En efecto, el azar tiene dueño, miles de años de inteligencia dieron con la formula perfecta de controlar el mundo manteniendo un orden a conveniencia, concluí persuadido en la idea.
Por desgracia, no fue este un pensamiento revelador, ni mucho menos, al fin y al cabo yo era un simple joven de veintidós, sin trabajo, de familia humilde, incapaz, deprimido e impotente y no iba a convertirme en un nuevo Conde de Montecristo que se vengaría altivo y solaz, poniendo a Dios por testigo, de esas alimañas que ostentaban las altas esferas del poder y que nutrían a la población de sufrimiento para a su vez nutrirse ellos de placeres a tutiplén, lo cierto es que tan revelador pensamiento dio por hundir mi cabeza en la almohada invocando a los astros en una epifanía rasgada y nauseabunda que me provocó un leve vómito que me tragué, así que me incorporé nuevamente y pasando la mano sobre mi frente esperé a que mis padres durmieran.
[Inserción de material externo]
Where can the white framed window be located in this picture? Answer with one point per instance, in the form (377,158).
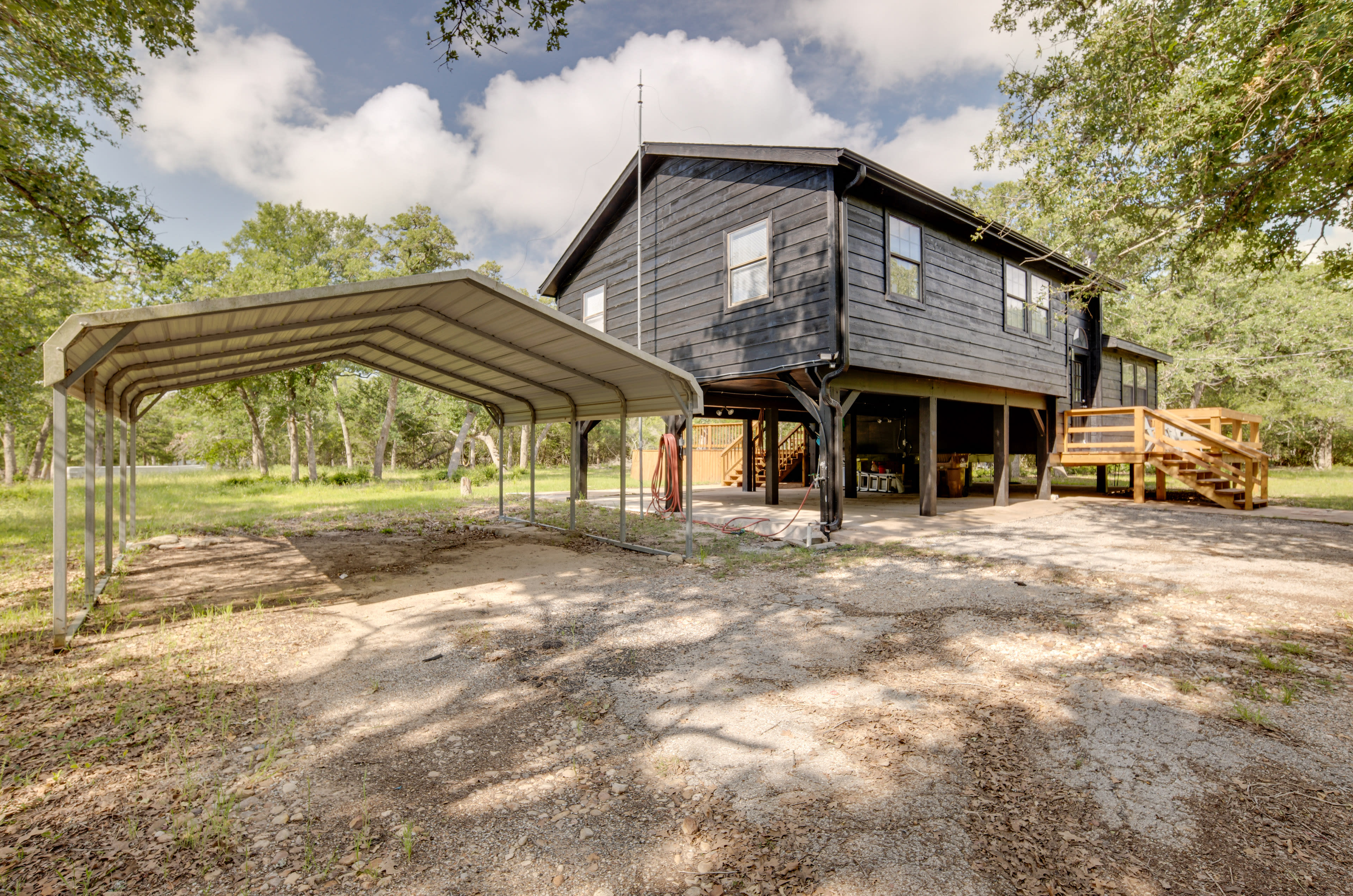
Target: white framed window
(594,309)
(1017,297)
(1029,302)
(1040,307)
(904,259)
(749,263)
(1134,384)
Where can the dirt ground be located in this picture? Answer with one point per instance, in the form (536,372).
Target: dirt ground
(497,710)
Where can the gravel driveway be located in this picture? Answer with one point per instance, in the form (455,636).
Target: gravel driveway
(1103,700)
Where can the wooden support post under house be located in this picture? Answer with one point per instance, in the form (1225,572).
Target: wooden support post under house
(1140,449)
(772,436)
(1042,451)
(929,459)
(852,461)
(749,458)
(1000,455)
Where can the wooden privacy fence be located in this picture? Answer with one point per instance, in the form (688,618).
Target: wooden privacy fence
(1221,461)
(719,452)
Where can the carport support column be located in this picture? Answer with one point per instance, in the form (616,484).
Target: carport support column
(122,488)
(59,516)
(1045,450)
(107,488)
(573,474)
(132,474)
(500,471)
(623,511)
(583,428)
(91,482)
(772,436)
(749,458)
(929,461)
(1002,455)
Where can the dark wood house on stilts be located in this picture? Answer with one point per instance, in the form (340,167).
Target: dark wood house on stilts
(814,286)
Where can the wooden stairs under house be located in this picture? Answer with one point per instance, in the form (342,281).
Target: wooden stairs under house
(1214,451)
(791,457)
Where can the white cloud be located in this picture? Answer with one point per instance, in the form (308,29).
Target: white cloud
(910,40)
(938,151)
(530,162)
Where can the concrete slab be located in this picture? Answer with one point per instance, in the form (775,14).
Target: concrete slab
(881,519)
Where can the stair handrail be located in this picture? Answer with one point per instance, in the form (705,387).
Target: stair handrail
(1206,435)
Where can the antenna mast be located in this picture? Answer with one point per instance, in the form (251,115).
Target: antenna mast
(639,274)
(639,227)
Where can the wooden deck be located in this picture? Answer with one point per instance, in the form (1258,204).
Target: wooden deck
(1214,451)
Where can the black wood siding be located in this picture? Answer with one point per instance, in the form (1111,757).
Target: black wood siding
(960,331)
(1110,393)
(689,208)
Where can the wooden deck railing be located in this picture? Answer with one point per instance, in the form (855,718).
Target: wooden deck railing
(791,446)
(1228,469)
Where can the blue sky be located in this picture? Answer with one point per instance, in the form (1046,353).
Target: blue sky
(344,106)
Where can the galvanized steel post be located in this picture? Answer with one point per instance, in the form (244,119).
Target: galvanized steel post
(59,516)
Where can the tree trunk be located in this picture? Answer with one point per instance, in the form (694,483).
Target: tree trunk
(343,423)
(458,452)
(1325,449)
(493,446)
(540,439)
(310,446)
(41,450)
(7,439)
(379,459)
(293,435)
(260,452)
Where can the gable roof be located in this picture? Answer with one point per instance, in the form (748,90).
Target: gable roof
(617,199)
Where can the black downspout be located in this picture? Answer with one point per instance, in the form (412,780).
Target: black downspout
(830,434)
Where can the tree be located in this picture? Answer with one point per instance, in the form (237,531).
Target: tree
(378,459)
(459,447)
(68,67)
(486,24)
(1194,125)
(417,241)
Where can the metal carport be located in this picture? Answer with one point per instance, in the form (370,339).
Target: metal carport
(457,332)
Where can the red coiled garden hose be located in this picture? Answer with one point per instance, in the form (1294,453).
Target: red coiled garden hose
(668,470)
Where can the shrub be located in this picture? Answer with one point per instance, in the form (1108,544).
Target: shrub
(346,477)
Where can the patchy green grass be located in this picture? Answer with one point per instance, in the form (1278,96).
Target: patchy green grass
(1306,488)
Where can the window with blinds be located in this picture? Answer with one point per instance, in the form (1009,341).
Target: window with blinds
(594,309)
(749,263)
(1029,302)
(904,259)
(1134,385)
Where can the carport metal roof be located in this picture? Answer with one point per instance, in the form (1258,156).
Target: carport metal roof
(457,332)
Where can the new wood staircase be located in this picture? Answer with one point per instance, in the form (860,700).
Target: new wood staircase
(1229,470)
(791,455)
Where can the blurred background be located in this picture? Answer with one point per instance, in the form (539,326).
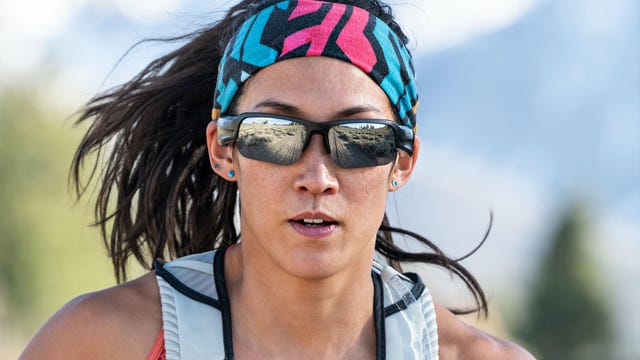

Tras unos minutos me incorporé y me senté en la cama, abrí el cajoncillo de la mesita de noche y saqué las pastillas de su envoltorio conformando un montoncito suficiente y letal. Respiré profundamente y las engullí una a una para momentos después, colmado de ansia y desesperación, tragármelas en grupos. Necesité medio litro de agua, agua ligera, decía el envase etiquetado con sonrisa de mujer.
Me tumbé nuevamente en la cama y esperé dejando que mi pensamiento fluyera libre por última vez, abandonándome por completo a Morfeo. Entonces fue cuando caí muerto de sueño.